Ghazali mengatakan, anaknya juga tidak pernah melewatkan salat malam. Muammar rajin bangun di persetiga malam untuk menunaikan salat Tahajud, salat Hajat bahkan salat Taubat.
Selain itu, Muammar merupakan sosok yang penyayang kepada siapa saja. Bahkan, dia sering berteman dengan orang yang sering dianggap sebelah mata atau diremehkan. Hal ini sebagai bentuk dukungannya terhadap sesama manusia.
Ghazali juga menceritakan, sehari sebelum kepergian anaknya dia mendapatkan firasat bahwa ada yang janggal. Muammar minta diadakan acara ulang tahun walau tanggal lahirnya 7 Agustus.

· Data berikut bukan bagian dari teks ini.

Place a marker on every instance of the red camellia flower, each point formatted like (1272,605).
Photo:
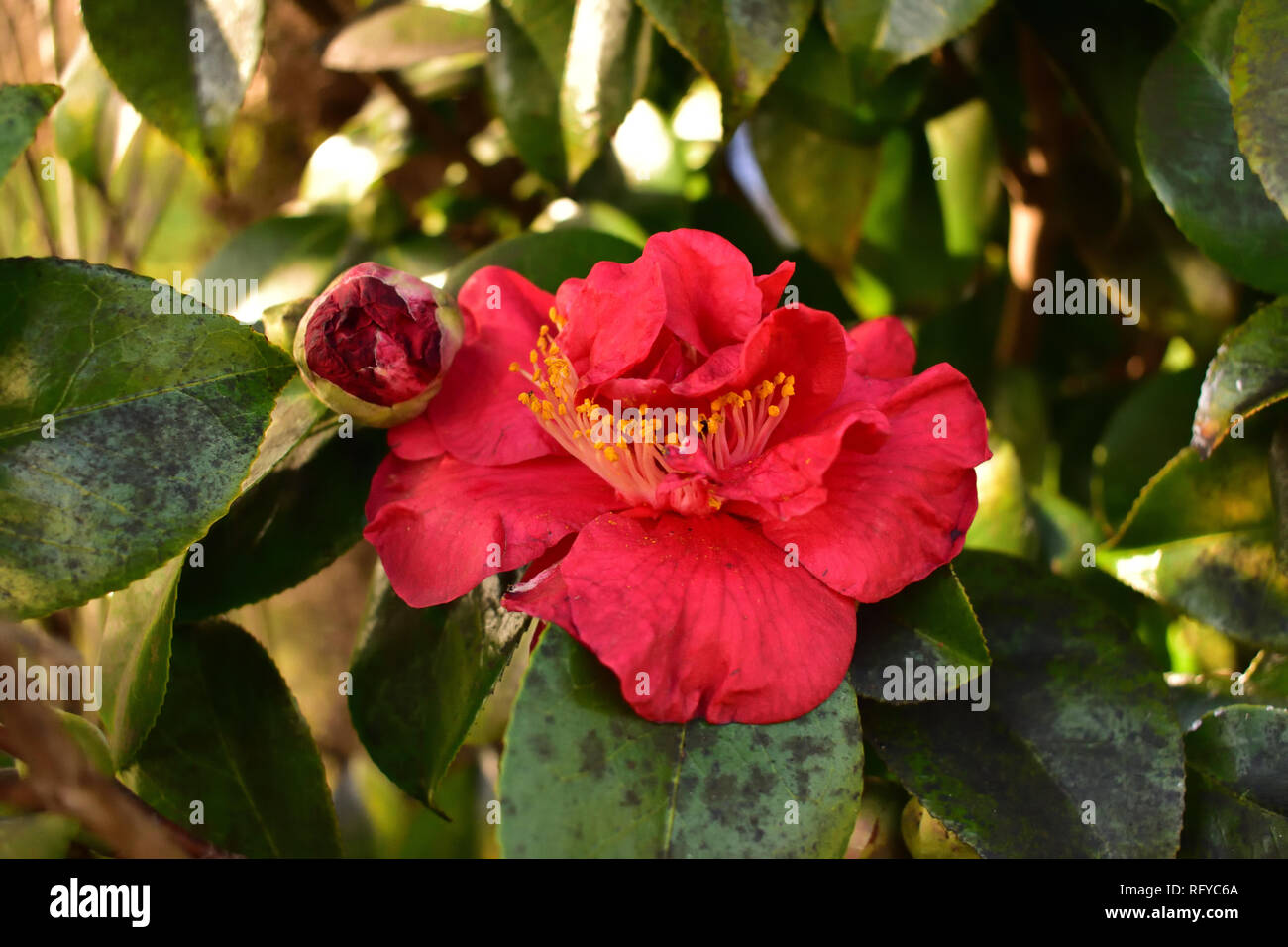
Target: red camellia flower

"Dia mendesak kami agar dibuat lebih awal. Katanya dia tidak sempat kalau acara tersebut dibuat pas hari ulang tahunnya. Pada malam itu, dia bilang kue itu yang terakhir dia makan, setelah ini tidak dapat makan lagi," ucapnya.
Kemudian keesokan harinya, Muammar mengalami kecelakaan. Padahal saat itu ia hendak pergi menjadi guru ngaji.
"Motor yang dinaikinya bertabrakan dengan sebuah kendaraan, hingga menyebabkan bahunya patah dan kepala luka parah," katanya.